Characterization of the Biochemical Recurrence Prediction Ability and Progression Correlation of Peroxiredoxins Family in Prostate Cancer Based on Integrating Single-Cell RNA-Seq and Bulk RNA-Seq Cohorts.

INTRODUCTION: The peroxiredoxins (PRDXs) family plays a crucial role in balancing reactive oxygen species (ROS) levels in tumor cells. However, its potential role in prognosis and therapy response of prostate cancer (PCa) remains unknown. METHODS: In this study, we utilized 2 public single-cell RNA datasets and 8 bulk-RNA datasets to investigate the clinical value of six PRDXs family members in PCa. Expression comparison, biochemical recurrence analysis, and therapy response analysis were measured. Pathway enrichments were utilized to predict the potential down-stream pathway it may involve. In vitro experiments were used to validate the function of PRDX5 in the progression of castration-resistant prostate cancer (CRPC) cell lines. RESULT: Among the PRDXs family, PRDX5 was most related to the advancement of prostate cancer. A nomogram integrating the expression of PRDX5 with clinical features was developed to better predict clinical outcomes in PCa patients compared to 30 published signatures. Immunohistochemistry was used to verify that PRDX5 expression was higher in advanced levels of PCa tissue. Gene Set Enrichment Analysis (GSEA) and pathway predictive analysis revealed that the PRDX5 related genes were mainly relevant to ROS Pathway, Mitochondria-related functions, cellular respiration, and oxidative phosphorylation.
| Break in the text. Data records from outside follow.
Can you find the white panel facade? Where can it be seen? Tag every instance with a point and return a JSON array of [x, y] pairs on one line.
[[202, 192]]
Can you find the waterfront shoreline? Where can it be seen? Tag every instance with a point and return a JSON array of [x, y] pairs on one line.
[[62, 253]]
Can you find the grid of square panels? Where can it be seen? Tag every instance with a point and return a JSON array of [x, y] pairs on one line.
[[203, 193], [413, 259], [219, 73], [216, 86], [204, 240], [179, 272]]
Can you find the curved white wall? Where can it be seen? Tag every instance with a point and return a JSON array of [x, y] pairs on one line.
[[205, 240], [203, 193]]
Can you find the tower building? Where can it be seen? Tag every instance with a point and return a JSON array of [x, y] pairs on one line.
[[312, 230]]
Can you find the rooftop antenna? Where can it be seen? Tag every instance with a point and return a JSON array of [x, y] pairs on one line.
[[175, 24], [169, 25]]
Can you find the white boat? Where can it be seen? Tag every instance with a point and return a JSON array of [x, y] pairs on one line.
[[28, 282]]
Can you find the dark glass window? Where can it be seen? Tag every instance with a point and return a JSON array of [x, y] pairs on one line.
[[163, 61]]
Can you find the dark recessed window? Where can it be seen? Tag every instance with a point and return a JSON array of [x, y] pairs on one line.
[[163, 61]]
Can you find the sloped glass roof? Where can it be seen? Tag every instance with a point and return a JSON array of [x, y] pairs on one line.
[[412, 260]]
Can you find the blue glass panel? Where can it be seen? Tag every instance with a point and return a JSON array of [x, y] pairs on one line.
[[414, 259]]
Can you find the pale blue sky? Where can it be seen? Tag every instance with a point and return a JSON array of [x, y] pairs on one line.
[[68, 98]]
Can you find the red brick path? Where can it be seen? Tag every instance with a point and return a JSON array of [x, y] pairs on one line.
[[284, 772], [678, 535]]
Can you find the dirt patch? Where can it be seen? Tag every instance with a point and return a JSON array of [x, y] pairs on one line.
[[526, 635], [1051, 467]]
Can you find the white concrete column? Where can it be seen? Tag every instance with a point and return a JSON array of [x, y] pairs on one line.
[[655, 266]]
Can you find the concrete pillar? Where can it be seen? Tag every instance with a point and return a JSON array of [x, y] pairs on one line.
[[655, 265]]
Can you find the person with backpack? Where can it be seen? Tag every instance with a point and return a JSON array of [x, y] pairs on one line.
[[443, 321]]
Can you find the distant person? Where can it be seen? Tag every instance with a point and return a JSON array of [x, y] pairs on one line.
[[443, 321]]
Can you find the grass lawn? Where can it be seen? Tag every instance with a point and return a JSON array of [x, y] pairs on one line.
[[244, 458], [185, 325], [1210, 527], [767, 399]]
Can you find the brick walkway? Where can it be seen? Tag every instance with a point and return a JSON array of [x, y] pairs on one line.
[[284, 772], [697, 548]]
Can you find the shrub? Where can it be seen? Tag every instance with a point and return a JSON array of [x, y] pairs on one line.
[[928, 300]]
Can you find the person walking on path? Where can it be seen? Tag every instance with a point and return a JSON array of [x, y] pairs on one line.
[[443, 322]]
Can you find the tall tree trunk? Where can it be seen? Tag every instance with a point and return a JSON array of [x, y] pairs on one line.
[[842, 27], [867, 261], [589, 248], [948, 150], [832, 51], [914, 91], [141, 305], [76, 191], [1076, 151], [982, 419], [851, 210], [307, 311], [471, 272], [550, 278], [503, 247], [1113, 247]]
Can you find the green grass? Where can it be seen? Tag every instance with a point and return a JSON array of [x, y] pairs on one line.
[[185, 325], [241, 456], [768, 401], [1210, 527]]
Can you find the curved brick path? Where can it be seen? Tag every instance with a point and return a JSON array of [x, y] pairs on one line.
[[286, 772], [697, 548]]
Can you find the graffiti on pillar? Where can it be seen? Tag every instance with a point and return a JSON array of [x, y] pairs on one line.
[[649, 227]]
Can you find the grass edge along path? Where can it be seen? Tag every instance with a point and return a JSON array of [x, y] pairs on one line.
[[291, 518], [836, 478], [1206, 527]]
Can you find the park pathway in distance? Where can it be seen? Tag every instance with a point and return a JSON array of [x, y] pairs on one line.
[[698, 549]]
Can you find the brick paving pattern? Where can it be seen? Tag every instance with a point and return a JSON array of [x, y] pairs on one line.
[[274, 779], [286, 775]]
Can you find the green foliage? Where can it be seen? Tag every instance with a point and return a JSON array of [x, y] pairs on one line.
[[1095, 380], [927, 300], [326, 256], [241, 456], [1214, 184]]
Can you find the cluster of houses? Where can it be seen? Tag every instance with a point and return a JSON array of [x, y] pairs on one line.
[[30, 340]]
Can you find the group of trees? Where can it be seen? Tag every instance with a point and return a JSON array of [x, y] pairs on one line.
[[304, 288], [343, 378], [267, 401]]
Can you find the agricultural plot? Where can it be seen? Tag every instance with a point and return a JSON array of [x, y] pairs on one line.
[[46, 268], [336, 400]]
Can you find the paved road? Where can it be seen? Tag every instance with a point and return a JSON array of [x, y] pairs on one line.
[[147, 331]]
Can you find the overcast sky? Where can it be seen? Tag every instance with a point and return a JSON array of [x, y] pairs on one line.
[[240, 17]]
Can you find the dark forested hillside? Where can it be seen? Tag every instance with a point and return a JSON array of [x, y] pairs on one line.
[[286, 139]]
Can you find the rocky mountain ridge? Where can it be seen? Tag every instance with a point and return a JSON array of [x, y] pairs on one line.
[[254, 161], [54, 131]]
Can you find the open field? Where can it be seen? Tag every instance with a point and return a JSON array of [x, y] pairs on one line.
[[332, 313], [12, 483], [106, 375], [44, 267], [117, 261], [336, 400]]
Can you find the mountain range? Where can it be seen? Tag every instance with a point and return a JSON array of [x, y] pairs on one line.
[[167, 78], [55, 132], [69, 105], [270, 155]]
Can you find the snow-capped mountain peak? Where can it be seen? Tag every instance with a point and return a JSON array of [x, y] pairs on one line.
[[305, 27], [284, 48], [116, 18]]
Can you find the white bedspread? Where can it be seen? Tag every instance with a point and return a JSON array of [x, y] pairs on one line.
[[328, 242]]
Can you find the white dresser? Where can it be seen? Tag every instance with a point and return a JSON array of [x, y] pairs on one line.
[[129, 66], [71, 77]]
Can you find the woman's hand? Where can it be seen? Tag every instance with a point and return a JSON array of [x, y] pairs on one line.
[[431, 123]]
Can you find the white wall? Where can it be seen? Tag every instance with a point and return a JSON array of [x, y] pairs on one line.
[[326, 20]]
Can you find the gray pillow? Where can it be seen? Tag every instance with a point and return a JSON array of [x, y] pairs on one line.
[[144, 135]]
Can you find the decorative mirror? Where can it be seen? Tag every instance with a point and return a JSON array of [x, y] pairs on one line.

In vitro cell proliferation assays, ROS determination assay, and apoptosis assay together revealed that depletion of PRDX5 induces apoptosis via ROS accumulation in CRPC cells. Moreover, the expression of PRDX5 in CRPC cells also affects the sensitivity to the ARSI therapy. CONCLUSION: This study offers new evidence for determining that the expression of PRDX5 is associated with advanced tumor grade, poor prognosis, and suboptimal response to multiple therapies in PCa within the PRDXs family. Last but not least, our study provides new insights into precision medicine in PCa and provides a reference for further research on PRDX5.